Flora Holland! 100 Years of Horticulture
by Melissa Miller, Stewardship Coordinator, Lewis Ginter Botanical Garden
I am very fortunate to be traveling by coach from Amsterdam to Maastricht in the Netherlands (or Holland as we often call it). Though we’ve been in the country for 3 full days, I am just now able to take time to log some of our journey.
I am one of nine on Lewis Ginter Botanical Garden’s trip: Holland – 100 Years of Horticulture, led by Frank Robinson, the Garden’s Executive Director, and Edwin Groeneweg, our Dutch guide. While we’re here to enjoy the country and experience the culture, we have a specific focus on the horticulture and plant development of Holland – and often how it has affected our plant world in the states and at the Garden.
On our first day we walked through the Floating Flower Market in Amsterdam. The cut flowers were amazing, many of the amaryllis bulbs were two to three times larger than any we’d ever seen and the tulips came in batches of 50 for €8 (Just under $10)! “Expensive,” said Edwin. I was so excited to see my favorite flower, peonies, in bloom as well. Too bad we can’t bring any back!
Saturday we took a trip to Hortus Bontanicus – one of the oldest gardens world-wide with over 6,000 plants growing on less than 2 acres.

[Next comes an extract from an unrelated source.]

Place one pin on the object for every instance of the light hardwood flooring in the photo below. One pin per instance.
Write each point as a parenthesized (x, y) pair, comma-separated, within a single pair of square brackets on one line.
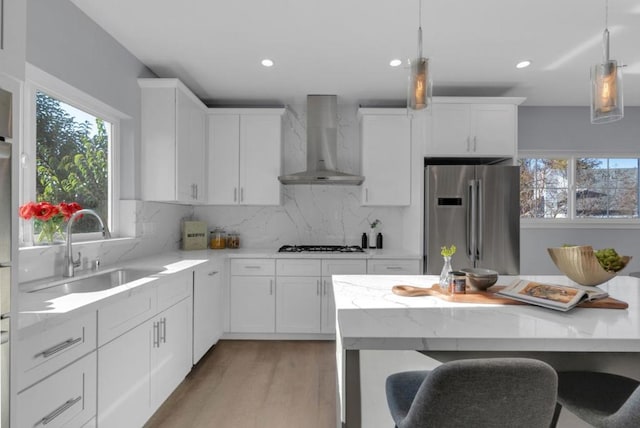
[(247, 384)]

It was originally created as a school and study lab for doctors and botanists during the period of the plague in the early 1600’s. Today it’s a popular attraction, though still very much a study garden made more for viewing individual plants rather than sweeping landscapes.
That night we went to one of the most amazing restaurants I have ever been to – Restaurant De Kas, the ‘greenhouse restaurant.’ You dine in a greenhouse-like setting and most of the produce and herbs are grown on-site. The chefs prepare meals based on what’s in season and blooming behind the restaurant. (I was proud to tell one of our group members, who is from Illinois, that we have a Community Kitchen Garden at Lewis Ginter, and that our local food bank does the same thanks to our deliveries.) I’m getting hungry as I remember the outstanding white and green asparagus — the signature veggie of the Netherlands. De Kas also uses herbs and edible flowers from their grounds – we had a colorful bloom in each course, a thyme blossom in our champagne. We had five courses but it was so light and fresh we were able to walk out without wanting to undo the top button – Yum!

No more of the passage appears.